In November, when Danish firm Orsted said it was halting two offshore wind power projects in New Jersey, it blamed “supply chain challenges” for creating delays in the project schedule. In addition, cost pressure created by elevated interest rates also contributed to the decision.

More recently, the Biden administration announced an 80 percent reduction in acreage rents and capacity fees for wind and solar project developers on public lands.

During a House GOP hearing in March, Republicans questioned Bureau of Ocean Energy Management Deputy (BOEM) director Walter Cruickshank about the reliability and impact of offshore wind power.

“If we have 40 to 50 percent of the time that we can rely upon [offshore wind] energy, some quick math tells us that that means 50 percent of the time, we cannot rely on that energy,” Rep.
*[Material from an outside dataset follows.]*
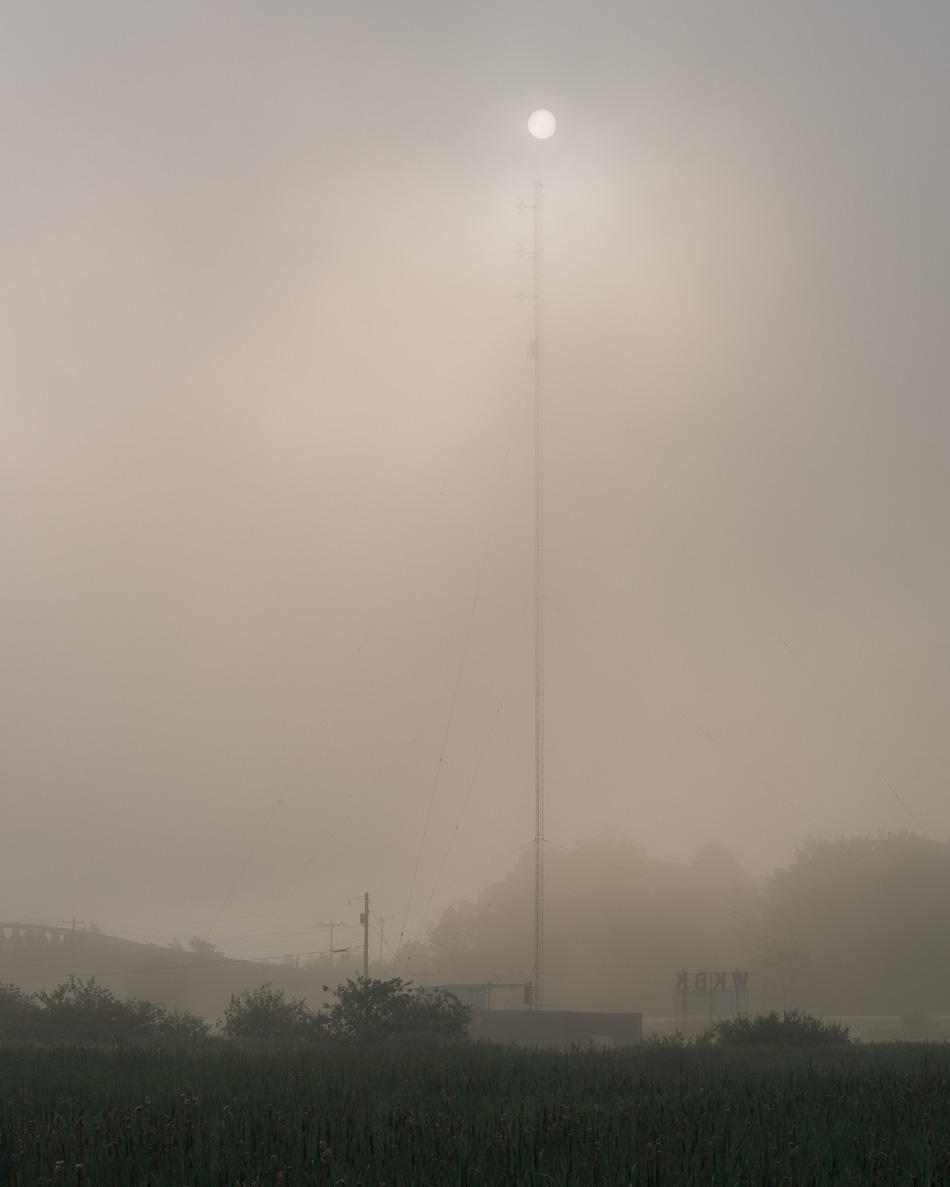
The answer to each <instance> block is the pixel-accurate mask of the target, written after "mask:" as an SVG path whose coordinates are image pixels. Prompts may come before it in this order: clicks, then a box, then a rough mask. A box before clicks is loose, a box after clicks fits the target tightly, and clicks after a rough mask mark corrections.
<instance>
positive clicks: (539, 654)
mask: <svg viewBox="0 0 950 1187" xmlns="http://www.w3.org/2000/svg"><path fill="white" fill-rule="evenodd" d="M517 208H518V209H519V210H533V211H534V250H533V252H526V250H525V249H524V248H519V249H518V253H517V254H519V255H521V256H525V255H531V256H533V264H534V292H533V293H531V294H527V293H519V294H518V296H519V297H520V298H522V299H533V301H534V341H533V342H532V344H531V349H532V353H533V355H534V830H536V831H534V972H533V976H532V982H533V990H534V992H533V1002H532V1004H533V1008H534V1009H536V1010H540V1009H544V299H543V298H544V252H543V247H544V241H543V224H541V183H540V182H536V183H534V205H533V207H530V205H527V203H524V202H519V203H518V204H517Z"/></svg>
Matt Rosendale (R-Mont.) told the official.

Mr. Cruikshank, in response, said he was not concerned since offshore wind projects have a “long track record globally. It’s been producing energy for over 30 years and been doing so successfully.”

For the first time since 1966, the BOEM will not hold an offshore oil auction this year.

Meanwhile, Rep. Garret Graves (R-La.) highlighted the Biden administration’s anti-fossil fuel stance at the hearing, which stands in stark contrast to its promotion of renewable energy such as wind power.

He accused the administration of thwarting oil and gas development in the United States by imposing policies like reduced leasing, noting that this raises America’s reliance on foreign fuel supplies.

“Oil and gas demand globally is going to be increasing over the next few decades. It is baffling to me, baffling to me, why we would actually stop or shut down energy sources,” he said.